@Mark_L_Stone
@Michal_Adamaszek
I am new to conic programming using Mosek.
I am trying to reformulate a model into conic programming, and then I would need to solve it using Mosek/MosekTools.
Based on the definition of the exponential cone, a constraint like x*e^(y/x) <= t can be represented as ( t, x , y) \in K_exp.
However, I have faced the following constraint in a part of my model:
(c1): x*e^y <= t (where x >=0)
Since x>=0, function f(x,y) = x*e^y is convex.
My question is: How can I represent this constraint into a conic form (exponential, second-order cone, etc.)?

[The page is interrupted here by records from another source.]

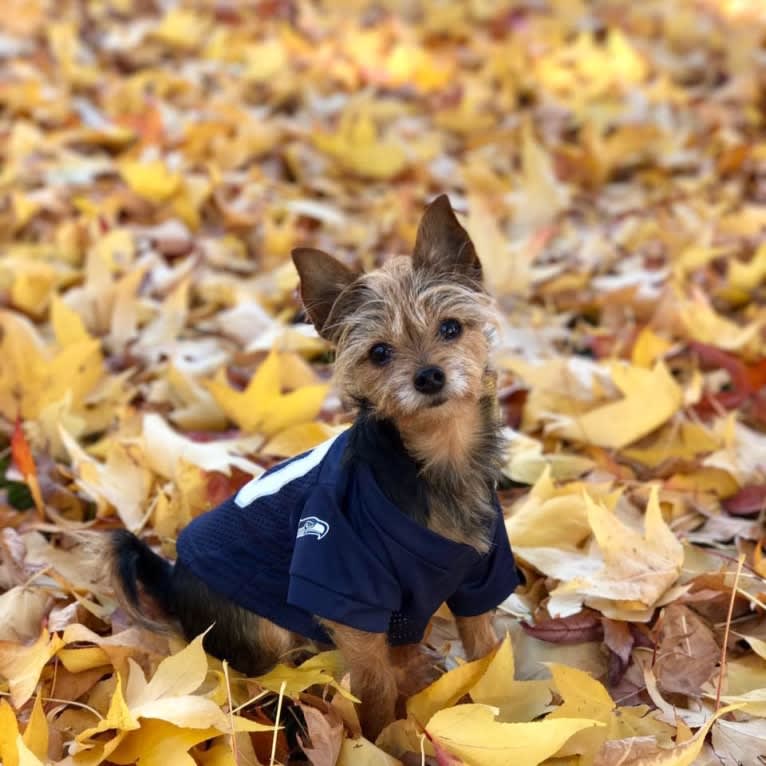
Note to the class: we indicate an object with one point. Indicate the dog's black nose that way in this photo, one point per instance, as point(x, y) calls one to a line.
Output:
point(430, 380)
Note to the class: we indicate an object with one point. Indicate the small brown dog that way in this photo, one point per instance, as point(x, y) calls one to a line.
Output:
point(357, 542)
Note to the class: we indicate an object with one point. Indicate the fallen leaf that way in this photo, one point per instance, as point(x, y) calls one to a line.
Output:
point(621, 423)
point(21, 665)
point(471, 733)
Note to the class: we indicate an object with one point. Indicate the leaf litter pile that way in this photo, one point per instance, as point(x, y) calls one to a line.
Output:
point(158, 161)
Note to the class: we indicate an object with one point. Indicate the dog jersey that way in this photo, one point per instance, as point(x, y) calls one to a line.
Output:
point(317, 536)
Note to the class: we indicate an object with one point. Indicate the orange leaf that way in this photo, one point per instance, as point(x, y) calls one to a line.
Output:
point(22, 458)
point(22, 455)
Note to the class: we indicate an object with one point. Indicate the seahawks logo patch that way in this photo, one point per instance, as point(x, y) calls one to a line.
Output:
point(311, 525)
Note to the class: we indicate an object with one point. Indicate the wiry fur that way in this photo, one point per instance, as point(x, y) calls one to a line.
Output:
point(458, 443)
point(445, 446)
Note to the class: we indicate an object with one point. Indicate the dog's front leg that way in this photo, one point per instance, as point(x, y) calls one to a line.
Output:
point(373, 677)
point(477, 634)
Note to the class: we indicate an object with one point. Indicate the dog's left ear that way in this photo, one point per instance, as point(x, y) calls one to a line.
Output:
point(443, 245)
point(323, 279)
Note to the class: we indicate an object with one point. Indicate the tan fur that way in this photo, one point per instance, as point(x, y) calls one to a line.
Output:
point(373, 674)
point(453, 434)
point(477, 634)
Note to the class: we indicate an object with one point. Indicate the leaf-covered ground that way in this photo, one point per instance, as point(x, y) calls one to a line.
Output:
point(158, 161)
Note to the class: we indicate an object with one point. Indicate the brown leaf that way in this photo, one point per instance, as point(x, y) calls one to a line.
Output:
point(583, 626)
point(325, 735)
point(687, 652)
point(747, 502)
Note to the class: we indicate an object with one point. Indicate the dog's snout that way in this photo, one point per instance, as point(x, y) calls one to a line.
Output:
point(430, 380)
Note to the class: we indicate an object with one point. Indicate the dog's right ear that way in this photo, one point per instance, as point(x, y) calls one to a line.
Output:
point(323, 279)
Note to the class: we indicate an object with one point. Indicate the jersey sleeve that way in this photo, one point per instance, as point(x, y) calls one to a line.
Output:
point(334, 574)
point(490, 581)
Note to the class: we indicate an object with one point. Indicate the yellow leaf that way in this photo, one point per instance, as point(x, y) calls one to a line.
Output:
point(122, 482)
point(758, 645)
point(262, 407)
point(297, 439)
point(265, 60)
point(637, 568)
point(702, 323)
point(585, 697)
point(180, 674)
point(24, 208)
point(749, 275)
point(357, 148)
point(220, 754)
point(180, 28)
point(26, 756)
point(620, 423)
point(150, 180)
point(471, 733)
point(686, 441)
point(31, 288)
point(67, 324)
point(502, 271)
point(516, 700)
point(21, 665)
point(447, 689)
point(159, 743)
point(361, 752)
point(551, 516)
point(684, 754)
point(36, 733)
point(118, 716)
point(9, 732)
point(527, 463)
point(77, 660)
point(542, 195)
point(648, 348)
point(323, 669)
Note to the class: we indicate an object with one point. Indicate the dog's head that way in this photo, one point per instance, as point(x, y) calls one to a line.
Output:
point(412, 336)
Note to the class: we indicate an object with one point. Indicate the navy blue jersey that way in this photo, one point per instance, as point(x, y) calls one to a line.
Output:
point(317, 536)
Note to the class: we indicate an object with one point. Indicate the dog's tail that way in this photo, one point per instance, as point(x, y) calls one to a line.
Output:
point(132, 562)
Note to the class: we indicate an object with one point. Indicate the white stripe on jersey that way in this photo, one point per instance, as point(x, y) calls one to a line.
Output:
point(273, 482)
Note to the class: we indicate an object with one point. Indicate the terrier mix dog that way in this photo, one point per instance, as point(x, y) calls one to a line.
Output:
point(357, 542)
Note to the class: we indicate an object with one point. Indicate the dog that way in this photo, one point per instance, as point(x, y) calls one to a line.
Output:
point(357, 542)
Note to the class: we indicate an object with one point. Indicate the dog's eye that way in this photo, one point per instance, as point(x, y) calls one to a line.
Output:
point(450, 329)
point(380, 354)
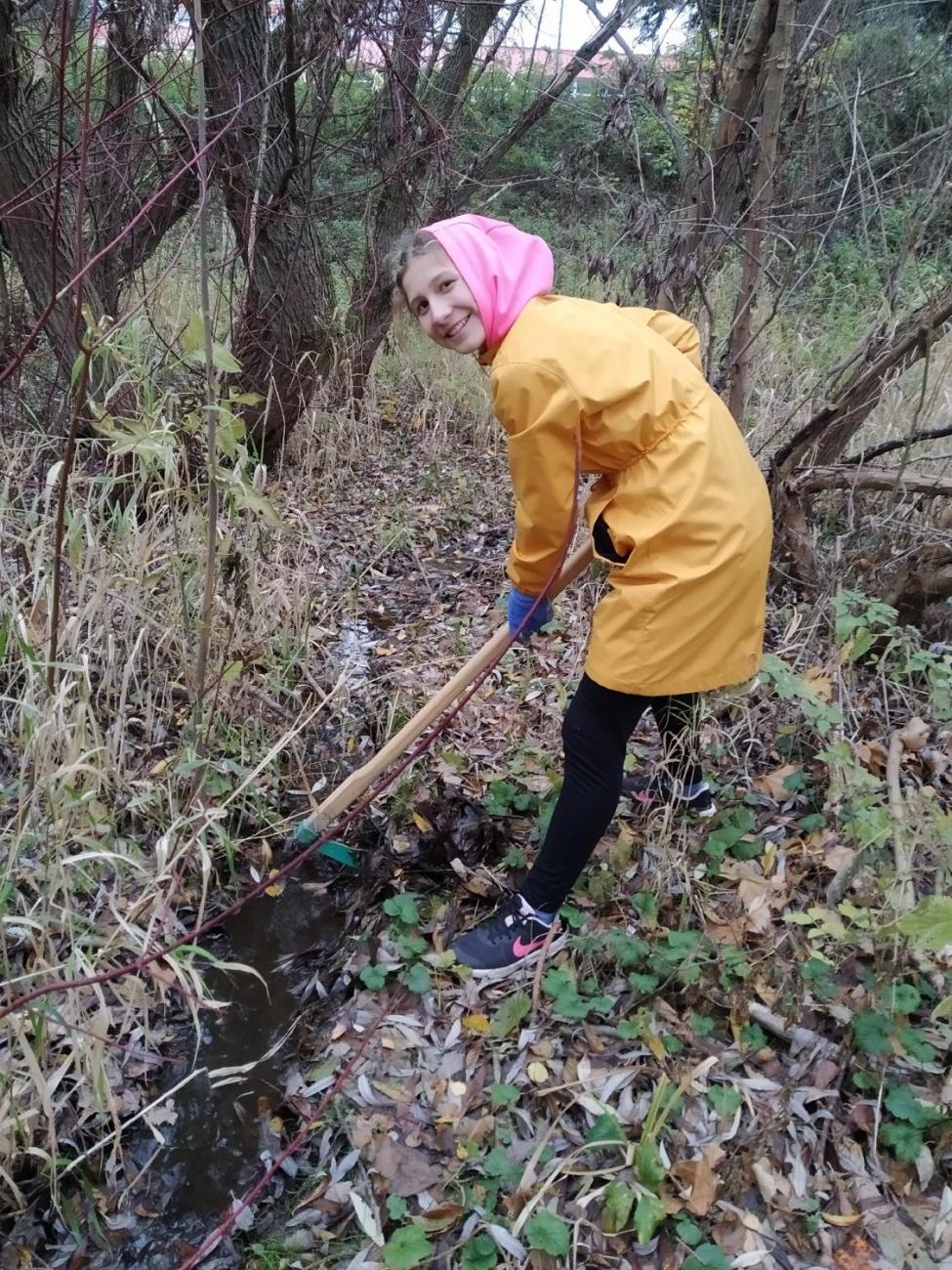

I have tried a few things:
I converted (c1) into e^y <= t/x and then represented it as an exponential cone (y,1,t/x) \in K_exp.
However, I get the following error as Mosek does not support inverse.
ERROR: LoadError: inv is not defined for type AbstractVariableRef. Are you trying to build a nonlinear problem? Make sure you use @NLconstraint@NLobjective:
Also, changing the constraint to NLconstraint does not work since Mosek does not support nonlinear constraints.
Introducing a variable s >= e^y, we can write () as the intersection of (s,1,y) \in K_exp and constraint xs <= t (c2). But now, we need to reformulate (c2) into a conic form supported by Mosek.
One way is to let x=e^u and s=e^v and then reformulate (c2) as (t,1,u+v) \in K_exp.
However, the challenge is that when I add constraints
@constraint(model, x == ℯ^u) @constraint(model, s == ℯ^v)
I get the following error:
ERROR: LoadError: MethodError: no method matching ^(::Irrational{:ℯ}, ::VariableRef) Closest candidates are: ^(::Irrational{:ℯ}, ::AbstractIrrational) at mathconstants.jl:91 ^(::Irrational{:ℯ}, ::Rational) at mathconstants.jl:91 ^(::Irrational{:ℯ}, ::Integer) at mathconstants.jl:91
Is there any other solver that could address this issue?
Any suggestion would be appreciated.